He was the Walrus

On the 75th birthday of the famous Beatle, Juliette Rowsell evaluates the lingering influence of John Lennon.

 

From the fame, the talent and the beard, John Lennon apparently had it all. With the iconic member of The Beatles’ 75th birthday being on the 8th October, it’s hard to stop your mind from pondering what the working class hero would be doing today, were he still alive. Would he just be another aged rocker who should have given up in the 80s? Would he wrote a song better than ‘Imagine’? Would he be a Corbyn supporter? Would he still be a star?

But we needn’t ponder what Lennon would be doing today if he were alive. Despite Lennon’s explicit personal life full of drug-addiction and neglect towards his family, this has done nothing to tarnish his musical legacy. Just because the veteran of British pop music may be long buried, his memory, influence and music is just as alive today as it was in the 60s. The beard may be gone, but the legend lives on.

While today it’s common place for Nicki Minaj to call out the VMA’s as ‘racist’ or for musicians to speak out on political issues; it was Lennon who was the first epochal musician to open the door to full-frontal, disgruntled, and disillusioned attacks at society. The thought that a celebrity could so drastically influence the opinions of their fans was a result of the religious-like following the fab four gained from Beatlemania. The Church hated him, President Nixon tried to deport him, the FBI were monitoring him – he was attacking the world with his pacifist, atheist attitudes with an artillery of guitar chords and leftist lyrics. With Jeremy Corbyn (Labour’s new socialist, anti-tradition leader who is sticking two fingers up to the Tories) having said that he ‘would have played Imagine by John Lennon’ at his leadership conference, it’s not too far-fetched to imagine a baby face, clean shaved Corbyn sketching the lyrics to Lennon’s ‘Power to the People’ on the back of one of his untouched school books.

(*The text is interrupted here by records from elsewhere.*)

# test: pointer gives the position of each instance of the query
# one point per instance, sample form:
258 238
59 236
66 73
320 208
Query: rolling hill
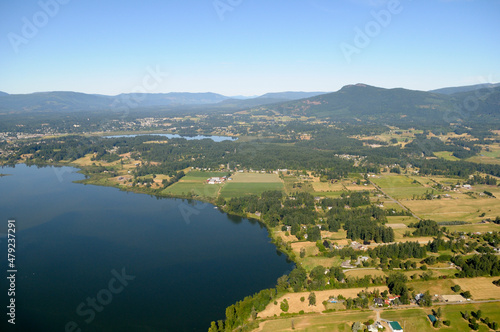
459 89
362 102
66 101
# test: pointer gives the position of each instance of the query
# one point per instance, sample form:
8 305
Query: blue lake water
179 264
189 138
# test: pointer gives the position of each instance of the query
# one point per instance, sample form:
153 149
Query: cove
72 240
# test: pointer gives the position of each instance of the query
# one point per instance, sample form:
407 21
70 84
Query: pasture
194 183
400 186
244 184
464 208
335 322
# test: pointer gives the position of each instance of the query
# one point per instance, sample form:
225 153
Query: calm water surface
189 138
70 237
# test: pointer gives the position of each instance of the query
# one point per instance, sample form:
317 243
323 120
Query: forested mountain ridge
460 89
75 101
360 102
69 101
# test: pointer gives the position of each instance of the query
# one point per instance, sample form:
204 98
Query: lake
153 264
189 138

This was the genius of Lennon’s lyrics; he gave a voice to those who were unrepresented. He spoke of the issues people refused to talk about – people still refuse to talk about. Did Lennon know that, 50 years later, his lyrics would remain as prevalent today as they did in the 60s? Lyrics to the likes of ‘All You Need is Love’ are a bold statement that are relevant across humanity, not specific to a time or place. He created the image of a future that, while some deemed idealistic, was full of optimism and escape for a post-war, post-rationing generation. Highlighting how music could be used as a statement against society, his lyrics were snippets of poetry that resonated loudly amongst those seeking escapism from their mundane reality.

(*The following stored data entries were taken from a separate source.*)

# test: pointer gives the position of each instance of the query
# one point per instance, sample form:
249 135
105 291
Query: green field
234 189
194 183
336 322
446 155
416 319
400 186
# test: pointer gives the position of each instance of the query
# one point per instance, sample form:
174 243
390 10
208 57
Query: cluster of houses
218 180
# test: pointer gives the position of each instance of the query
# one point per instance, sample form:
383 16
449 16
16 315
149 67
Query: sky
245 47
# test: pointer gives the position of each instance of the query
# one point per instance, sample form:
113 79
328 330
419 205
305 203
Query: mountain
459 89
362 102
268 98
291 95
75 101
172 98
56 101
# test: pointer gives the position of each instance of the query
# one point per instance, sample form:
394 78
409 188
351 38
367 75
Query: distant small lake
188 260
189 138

The Beatles defined what it meant to be a modern day rock n’ roll star. Following the wave of the psychedelic sixties, The Beatles’ admission they had taken LSD broke social boundaries. ‘Lucy in the Sky with Diamonds’ was accused of being an elaborate metaphor and acronym for LSD while other songs like ‘I am the Walrus’ , ‘Magical Mystery Tour’ and ‘Happiness is a Warm Gun’, unsurprisingly led to claims of drugs references for their eccentric lyrics. Paving way for the rebel chain-smoking, cocaine-sniffing, rock star image so famously embraced by the likes of the Gallagher brothers, it was Lennon and The Beatles who broke this taboo, creating this idolised image of musicians so normalised to us today.

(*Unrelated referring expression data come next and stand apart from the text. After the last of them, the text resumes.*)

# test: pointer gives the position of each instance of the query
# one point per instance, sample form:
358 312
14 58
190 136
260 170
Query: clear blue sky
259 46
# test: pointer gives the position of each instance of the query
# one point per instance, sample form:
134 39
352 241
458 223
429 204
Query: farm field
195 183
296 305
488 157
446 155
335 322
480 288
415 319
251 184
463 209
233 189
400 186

Yet behind the star lay a cloud of darkness. Beneath his peace-loving persona lay a history of domestic abuse, infidelity and drug addiction. Lennon’s rock-star image never rested. While to the world this was a sign of excitement, to his family it was a source of pain. Lennon admitted in an interview with Playboy that: “I used to be cruel to my woman, and physically — any woman”, especially towards his first wife Cynthia. He neglected his family for fame, and Lennon failed to visit his first son Julian until years after his and Cynthia’s divorce. After a hard day’s night in the recording studio singing about “imagine no possessions”, Lennon could return home to his multi-million pound apartment in one of New York’s most prestigious apartment blocks. While Lennon possessed the image of a working-class hero, he was more of a working class myth. His legacy, while changing the face of music forever, was based on a lie that Lennon had crafted.

Lennon once commented that “everyone loves you when you’re six feet in the ground” but, for all intrinsic purposes, the unconventional Beatle is far from dead and buried. There’s no point in imagining where Lennon would be today had he not been shot in 1980 when his influence so vividly lives on today. While Lennon’s personal life may have been filled with a darkness he tried so desperately to cover, this has failed to dent his legacy. It’s scary how much one man and a guitar can change the world. But boy, he sure did.